Sam Mitchell, the rookie Raptors coach, is transforming the club, night by night, minute by minute, and man is this fun to watch.
With only one significant roster move, the installation of Rafer Alston at the point, the Raptors have been nonetheless transformed from soulless losers into something different. Just exactly what, well, that's anybody's guess.
But considering the rigours of an early-season Western trip, the Raptors' 4-3 record is spectacular.
They hustle. They rally in the face of 20-point deficits. They push the ball.
They leave Vince Carter and Jalen Rose on the bench if they're not playing well and keep Morris Peterson and Lamond Murray in. Now, if you measure skill with an imperial yardstick, like say, success, the Raptors aren't a very good basketball team.
LACKING IN SKILL
They lack physical presence in the low post. They don't defend very well. Rose and Carter are lower-case stars with upper-echelon contracts and well-entrenched reputations as statistically significant soft players.

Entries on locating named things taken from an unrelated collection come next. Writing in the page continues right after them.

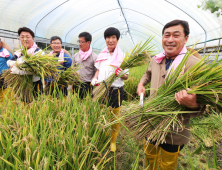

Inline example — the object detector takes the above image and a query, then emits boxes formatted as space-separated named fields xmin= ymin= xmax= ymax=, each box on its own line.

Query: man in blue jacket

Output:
xmin=47 ymin=36 xmax=72 ymax=96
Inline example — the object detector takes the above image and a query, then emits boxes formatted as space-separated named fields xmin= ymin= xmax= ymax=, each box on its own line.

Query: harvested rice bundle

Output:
xmin=93 ymin=37 xmax=154 ymax=101
xmin=124 ymin=48 xmax=222 ymax=145
xmin=58 ymin=65 xmax=82 ymax=84
xmin=2 ymin=46 xmax=61 ymax=102
xmin=17 ymin=46 xmax=62 ymax=80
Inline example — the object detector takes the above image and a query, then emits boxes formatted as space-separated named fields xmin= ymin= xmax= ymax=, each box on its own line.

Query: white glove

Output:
xmin=91 ymin=79 xmax=99 ymax=86
xmin=7 ymin=60 xmax=16 ymax=67
xmin=17 ymin=57 xmax=25 ymax=65
xmin=67 ymin=84 xmax=72 ymax=92
xmin=11 ymin=66 xmax=33 ymax=75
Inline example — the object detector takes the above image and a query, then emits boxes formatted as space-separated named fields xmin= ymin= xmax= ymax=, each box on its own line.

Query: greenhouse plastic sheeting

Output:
xmin=0 ymin=0 xmax=221 ymax=51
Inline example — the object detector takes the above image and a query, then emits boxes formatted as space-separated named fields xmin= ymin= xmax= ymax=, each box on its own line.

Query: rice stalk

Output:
xmin=93 ymin=37 xmax=154 ymax=102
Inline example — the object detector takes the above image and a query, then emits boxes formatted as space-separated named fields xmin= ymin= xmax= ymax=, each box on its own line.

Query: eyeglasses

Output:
xmin=51 ymin=43 xmax=62 ymax=45
xmin=20 ymin=37 xmax=32 ymax=40
xmin=76 ymin=40 xmax=86 ymax=44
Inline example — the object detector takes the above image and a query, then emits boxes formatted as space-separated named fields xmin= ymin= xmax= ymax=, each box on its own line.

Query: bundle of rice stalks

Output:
xmin=2 ymin=69 xmax=34 ymax=102
xmin=123 ymin=48 xmax=222 ymax=145
xmin=58 ymin=65 xmax=82 ymax=84
xmin=93 ymin=37 xmax=154 ymax=101
xmin=17 ymin=46 xmax=62 ymax=80
xmin=2 ymin=46 xmax=61 ymax=102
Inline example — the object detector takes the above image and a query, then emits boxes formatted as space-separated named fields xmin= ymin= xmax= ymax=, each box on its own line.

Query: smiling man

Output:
xmin=7 ymin=27 xmax=43 ymax=96
xmin=92 ymin=27 xmax=129 ymax=152
xmin=46 ymin=36 xmax=72 ymax=96
xmin=137 ymin=20 xmax=205 ymax=170
xmin=72 ymin=32 xmax=97 ymax=99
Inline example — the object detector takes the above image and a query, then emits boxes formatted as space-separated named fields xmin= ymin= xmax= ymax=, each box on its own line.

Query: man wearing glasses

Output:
xmin=46 ymin=36 xmax=72 ymax=96
xmin=72 ymin=32 xmax=97 ymax=98
xmin=7 ymin=27 xmax=43 ymax=96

But Mitchell's greatest obstacle isn't Carter or Rose. It's an ingrained acceptance not just of losing, but of the Raptors' unique brand of constant, unrelenting craziness.
The public is no longer amused. Thousands of empty seats a night at the Air Canada Centre have reiterated the club's fragile status in the minds of the city's consumers, Leafs or no Leafs.

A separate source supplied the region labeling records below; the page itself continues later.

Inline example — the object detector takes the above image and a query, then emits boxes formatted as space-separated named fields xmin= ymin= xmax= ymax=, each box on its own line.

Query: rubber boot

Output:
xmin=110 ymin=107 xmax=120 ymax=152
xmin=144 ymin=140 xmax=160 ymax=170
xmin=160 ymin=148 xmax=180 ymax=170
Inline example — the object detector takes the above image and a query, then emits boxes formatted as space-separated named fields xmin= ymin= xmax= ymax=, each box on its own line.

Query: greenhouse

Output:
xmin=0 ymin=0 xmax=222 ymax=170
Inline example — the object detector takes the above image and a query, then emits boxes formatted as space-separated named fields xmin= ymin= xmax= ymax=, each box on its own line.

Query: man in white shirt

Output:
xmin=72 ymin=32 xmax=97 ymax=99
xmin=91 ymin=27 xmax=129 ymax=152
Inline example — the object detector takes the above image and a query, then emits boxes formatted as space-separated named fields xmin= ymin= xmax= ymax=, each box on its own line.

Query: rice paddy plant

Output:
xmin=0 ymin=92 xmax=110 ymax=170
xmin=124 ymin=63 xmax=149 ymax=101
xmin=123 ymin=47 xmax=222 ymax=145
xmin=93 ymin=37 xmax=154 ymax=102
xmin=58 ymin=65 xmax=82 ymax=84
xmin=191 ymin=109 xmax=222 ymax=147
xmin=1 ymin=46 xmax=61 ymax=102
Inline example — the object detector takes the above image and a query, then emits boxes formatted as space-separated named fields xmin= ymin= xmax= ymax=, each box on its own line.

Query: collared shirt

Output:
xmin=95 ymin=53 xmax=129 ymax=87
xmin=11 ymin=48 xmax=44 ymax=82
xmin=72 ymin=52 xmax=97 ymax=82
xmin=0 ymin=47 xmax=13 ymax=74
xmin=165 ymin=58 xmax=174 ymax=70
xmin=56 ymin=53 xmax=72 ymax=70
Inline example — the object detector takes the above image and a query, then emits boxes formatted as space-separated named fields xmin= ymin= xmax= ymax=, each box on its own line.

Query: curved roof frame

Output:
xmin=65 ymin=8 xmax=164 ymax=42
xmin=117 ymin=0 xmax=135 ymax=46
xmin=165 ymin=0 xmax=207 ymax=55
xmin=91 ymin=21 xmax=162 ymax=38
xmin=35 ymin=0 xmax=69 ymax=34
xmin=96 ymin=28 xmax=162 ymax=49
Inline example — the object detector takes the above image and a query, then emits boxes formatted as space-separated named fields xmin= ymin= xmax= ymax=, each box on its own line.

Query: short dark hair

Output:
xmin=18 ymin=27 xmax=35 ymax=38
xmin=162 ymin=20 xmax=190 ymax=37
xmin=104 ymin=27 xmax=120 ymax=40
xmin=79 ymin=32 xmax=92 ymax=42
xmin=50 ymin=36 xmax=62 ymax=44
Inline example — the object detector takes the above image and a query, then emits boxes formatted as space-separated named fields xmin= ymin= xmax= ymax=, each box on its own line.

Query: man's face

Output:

With the Raptors and the rest of the NBA perhaps a year removed from their own labour impasse, the team has a narrow window to correct a franchise with one playoff series victory in 10 years of business.
Just seven games in, Mitchell often has been steamed at the work ethic of the team he inherited.

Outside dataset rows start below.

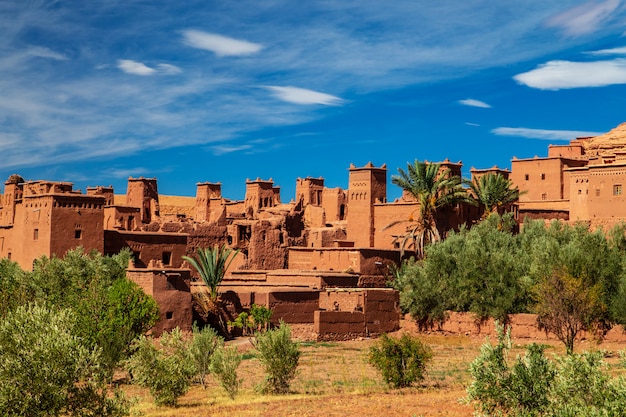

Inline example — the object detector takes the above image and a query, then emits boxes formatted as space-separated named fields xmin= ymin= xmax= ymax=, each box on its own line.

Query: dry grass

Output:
xmin=124 ymin=328 xmax=623 ymax=417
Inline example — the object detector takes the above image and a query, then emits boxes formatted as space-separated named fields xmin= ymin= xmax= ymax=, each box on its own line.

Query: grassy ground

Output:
xmin=124 ymin=324 xmax=623 ymax=417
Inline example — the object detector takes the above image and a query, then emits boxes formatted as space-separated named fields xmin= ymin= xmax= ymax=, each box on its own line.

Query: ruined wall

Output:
xmin=314 ymin=289 xmax=401 ymax=340
xmin=374 ymin=202 xmax=419 ymax=250
xmin=126 ymin=268 xmax=193 ymax=336
xmin=347 ymin=163 xmax=387 ymax=248
xmin=248 ymin=220 xmax=288 ymax=269
xmin=48 ymin=194 xmax=106 ymax=257
xmin=104 ymin=230 xmax=187 ymax=268
xmin=322 ymin=188 xmax=348 ymax=223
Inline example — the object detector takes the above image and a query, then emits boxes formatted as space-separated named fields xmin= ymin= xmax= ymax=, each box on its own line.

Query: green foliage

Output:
xmin=254 ymin=321 xmax=301 ymax=394
xmin=96 ymin=278 xmax=159 ymax=372
xmin=393 ymin=215 xmax=531 ymax=329
xmin=386 ymin=160 xmax=474 ymax=256
xmin=0 ymin=248 xmax=158 ymax=376
xmin=467 ymin=327 xmax=626 ymax=417
xmin=368 ymin=333 xmax=432 ymax=388
xmin=128 ymin=328 xmax=196 ymax=406
xmin=211 ymin=346 xmax=243 ymax=400
xmin=392 ymin=214 xmax=626 ymax=351
xmin=467 ymin=325 xmax=555 ymax=416
xmin=467 ymin=172 xmax=523 ymax=215
xmin=0 ymin=304 xmax=128 ymax=417
xmin=183 ymin=245 xmax=238 ymax=301
xmin=189 ymin=323 xmax=224 ymax=388
xmin=228 ymin=304 xmax=272 ymax=336
xmin=0 ymin=258 xmax=35 ymax=318
xmin=535 ymin=271 xmax=605 ymax=354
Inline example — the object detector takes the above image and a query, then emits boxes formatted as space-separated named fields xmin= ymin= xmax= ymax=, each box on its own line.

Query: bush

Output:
xmin=467 ymin=327 xmax=626 ymax=417
xmin=211 ymin=346 xmax=243 ymax=400
xmin=254 ymin=321 xmax=300 ymax=394
xmin=189 ymin=323 xmax=224 ymax=388
xmin=369 ymin=333 xmax=432 ymax=388
xmin=0 ymin=304 xmax=128 ymax=417
xmin=128 ymin=328 xmax=196 ymax=406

"If they do it their way, we're going to lose," Mitchell said the other night, "and if I don't do it my way, I'm going to get fired. But if I'm going to get fired, I'm going to get fired doing it my way."
Armed with a three-year contract and the unflinching support of general manager Rob Babcock, Mitchell has fixed his bayonet and headed straight for the windmills.
This is not easy work.
Randall Becker is president of Nexbridge Inc., a Toronto-based management consultant firm that helps take the teeth out of poisonous workplaces.
"It takes a long time to change culture, particularly a culture that has been in place a long time," he said. "If you're looking at fine-tuning, it could be accomplished in a year or two. But if you're looking at a wholesale culture change, like say, the Maple Leafs during the Ballard era, it can take 10 or 15 years to turn the organization around, to find the right people at the right places."
Hardball tactics, the ones Mitchell already has favoured, rarely take, Becker said.
"If someone doesn't perform well, do you punish them?" Becker said. "That certainly is often the tactic in the corporate world, but it does not help the organization in the long term and it doesn't advance the new culture you are trying to establish."
Imbuing some measure of pride in the Raptors uniform is like planting daisies in the desert. You can pull all the weeds you want. Sooner or later, you've got to plant something that takes.
This is the exquisite balancing act, being played out on the hardwood this winter by Sam Mitchell and the Raptors.
You don't even have to like basketball. All that's needed to watch the Raptors is a casual interest in human dynamics. Sam Mitchell is writing the book.